The compaction layer is provider-agnostic — you can plug your own Callable[[str], str] summarizer if the default fast-tier route isn't what you want.
CriticAgent
Heuristic (LLM-free) reviewer between staged outputs. Three review surfaces:
| Method | Reviews | Sample findings |
|---|---|---|
review_logical(logical, scratchpad=...) | DV2 hubs / links + dimensional facts / dimensions + conceptual orphans | "hub_X has no business_key_columns" / "fact has no measures" |
review_contract(contract, scratchpad=...) | Fluid contract dict | "exposes is empty" / "metadata.domain missing" |
review_transform(transform_plan, logical, scratchpad=...) | dbt build-graph cycles | "circular dependency: a → b → c → a" |
Findings land on scratchpad.critic_findings. Severity levels:
error— critical issue. Triggers the repair loop via_escalate_critic_errors_into_report.warning— informational; surfaces in the receipt but doesn't block.info— observational; helps operator triage.
Adding a new critic rule
# In your fork or a future PR to fluid_build/copilot/agents/critic_agent.py:
def review_logical(self, logical, *, scratchpad):
findings = []
# ... existing rules ...
# NEW: warn when a hub's mapped_source_tables is empty.

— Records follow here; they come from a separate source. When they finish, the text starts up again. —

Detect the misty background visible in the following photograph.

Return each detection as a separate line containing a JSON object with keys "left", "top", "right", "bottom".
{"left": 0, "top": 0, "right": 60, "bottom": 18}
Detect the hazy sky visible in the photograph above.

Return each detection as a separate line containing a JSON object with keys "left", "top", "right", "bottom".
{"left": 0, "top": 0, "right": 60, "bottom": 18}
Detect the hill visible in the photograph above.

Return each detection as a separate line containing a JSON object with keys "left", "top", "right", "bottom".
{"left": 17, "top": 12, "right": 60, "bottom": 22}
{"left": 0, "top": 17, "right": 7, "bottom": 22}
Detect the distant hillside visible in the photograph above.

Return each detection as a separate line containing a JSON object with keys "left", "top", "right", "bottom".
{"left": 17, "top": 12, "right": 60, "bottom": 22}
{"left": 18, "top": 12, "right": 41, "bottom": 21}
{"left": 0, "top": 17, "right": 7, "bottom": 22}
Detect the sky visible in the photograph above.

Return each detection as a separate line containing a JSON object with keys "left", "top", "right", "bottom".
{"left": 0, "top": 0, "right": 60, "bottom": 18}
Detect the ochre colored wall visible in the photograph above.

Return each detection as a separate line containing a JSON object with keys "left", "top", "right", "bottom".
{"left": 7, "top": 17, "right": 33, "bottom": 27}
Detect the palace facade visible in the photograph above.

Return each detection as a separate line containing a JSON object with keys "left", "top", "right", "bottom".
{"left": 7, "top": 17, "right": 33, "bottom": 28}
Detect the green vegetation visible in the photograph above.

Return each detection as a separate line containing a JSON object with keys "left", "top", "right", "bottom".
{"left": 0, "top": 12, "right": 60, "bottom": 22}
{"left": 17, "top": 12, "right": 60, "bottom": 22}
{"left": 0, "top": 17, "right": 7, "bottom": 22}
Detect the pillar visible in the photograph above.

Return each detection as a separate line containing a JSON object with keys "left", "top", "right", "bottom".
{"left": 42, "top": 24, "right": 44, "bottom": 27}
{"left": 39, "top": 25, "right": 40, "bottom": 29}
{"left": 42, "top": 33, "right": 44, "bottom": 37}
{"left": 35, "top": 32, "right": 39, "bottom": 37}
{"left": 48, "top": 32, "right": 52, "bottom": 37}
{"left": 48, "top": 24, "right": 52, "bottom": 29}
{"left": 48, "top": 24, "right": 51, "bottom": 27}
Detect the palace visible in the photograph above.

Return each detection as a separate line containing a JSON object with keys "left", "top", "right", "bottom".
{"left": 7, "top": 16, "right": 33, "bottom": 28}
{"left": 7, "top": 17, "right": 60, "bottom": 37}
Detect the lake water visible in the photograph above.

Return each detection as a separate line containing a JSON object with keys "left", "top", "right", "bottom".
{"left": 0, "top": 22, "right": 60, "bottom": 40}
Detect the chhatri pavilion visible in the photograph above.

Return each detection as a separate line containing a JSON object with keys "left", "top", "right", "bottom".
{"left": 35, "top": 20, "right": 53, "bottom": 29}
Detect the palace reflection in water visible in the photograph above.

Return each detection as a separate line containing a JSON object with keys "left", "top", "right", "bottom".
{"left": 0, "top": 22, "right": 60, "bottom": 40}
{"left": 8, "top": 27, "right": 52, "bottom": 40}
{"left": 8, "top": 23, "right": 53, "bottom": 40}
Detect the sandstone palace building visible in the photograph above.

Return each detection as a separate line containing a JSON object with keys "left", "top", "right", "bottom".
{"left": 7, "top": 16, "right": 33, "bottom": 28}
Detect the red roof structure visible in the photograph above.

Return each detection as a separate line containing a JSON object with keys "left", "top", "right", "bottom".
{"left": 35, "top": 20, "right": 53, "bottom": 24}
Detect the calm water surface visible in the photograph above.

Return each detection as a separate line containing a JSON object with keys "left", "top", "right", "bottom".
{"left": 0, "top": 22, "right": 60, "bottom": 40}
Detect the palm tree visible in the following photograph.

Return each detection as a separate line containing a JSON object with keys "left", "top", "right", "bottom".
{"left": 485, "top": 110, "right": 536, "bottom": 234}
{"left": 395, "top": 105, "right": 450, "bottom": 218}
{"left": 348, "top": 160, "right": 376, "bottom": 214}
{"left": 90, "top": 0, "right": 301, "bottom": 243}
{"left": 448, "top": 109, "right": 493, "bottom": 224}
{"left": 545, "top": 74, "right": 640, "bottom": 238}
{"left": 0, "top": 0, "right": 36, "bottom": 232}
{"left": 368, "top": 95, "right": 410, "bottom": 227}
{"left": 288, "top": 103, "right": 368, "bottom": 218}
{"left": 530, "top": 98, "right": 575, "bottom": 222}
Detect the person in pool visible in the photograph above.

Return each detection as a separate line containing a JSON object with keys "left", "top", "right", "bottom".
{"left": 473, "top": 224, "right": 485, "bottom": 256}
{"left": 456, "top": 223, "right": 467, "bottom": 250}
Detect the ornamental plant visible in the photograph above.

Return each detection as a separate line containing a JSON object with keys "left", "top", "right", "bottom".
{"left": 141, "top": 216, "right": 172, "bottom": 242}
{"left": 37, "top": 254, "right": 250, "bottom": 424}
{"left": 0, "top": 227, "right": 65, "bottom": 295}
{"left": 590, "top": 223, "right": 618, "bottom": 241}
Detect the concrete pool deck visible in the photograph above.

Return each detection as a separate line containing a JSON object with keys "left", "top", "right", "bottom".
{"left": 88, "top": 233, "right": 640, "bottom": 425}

for hub in (getattr(logical.dv2, "hubs", []) or []):
if not hub.mapped_source_tables:
findings.append(CriticFinding(
stage="logical",
severity="warning",
message=f"Hub {hub.entity_name!r} has no mapped_source_tables",
target=f"dv2.hubs.{hub.entity_name}.mapped_source_tables",
))
for f in findings:
scratchpad.add_critic_finding(f)
return findings
The coordinator's _run_logical_critic already calls review_logical after every Logical stage — your new rule fires automatically.
ConformanceAgent
Pre-emit lint against four standards in parallel:
| Standard | Implementation |
|---|---|
fluid | Full Fluid 0.7.2 schema validator |
osi | Full OSI v0.1.1 Pydantic validator |
odcs_translation_readiness | Checks the contract carries the fields a future ODCS exporter needs |
dcs_translation_readiness | Same shape, for DCS |
from fluid_build.copilot.agents.conformance_agent import ConformanceAgent
agent = ConformanceAgent()
report = agent.run(logical=logical, contract=contract)
print(report.summary())
# "conformance: ✓ all 2 standards clean"
Dialect mapper integration
ConformanceAgent.apply_dialect_mapper(logical) runs the deterministic multi-dialect type mapper over OSI expression.dialects[] arrays and back-fills missing dialects. Defaults to OSI_SUPPORTED_DIALECTS so back-fill never produces values that fail OSI's Literal enum.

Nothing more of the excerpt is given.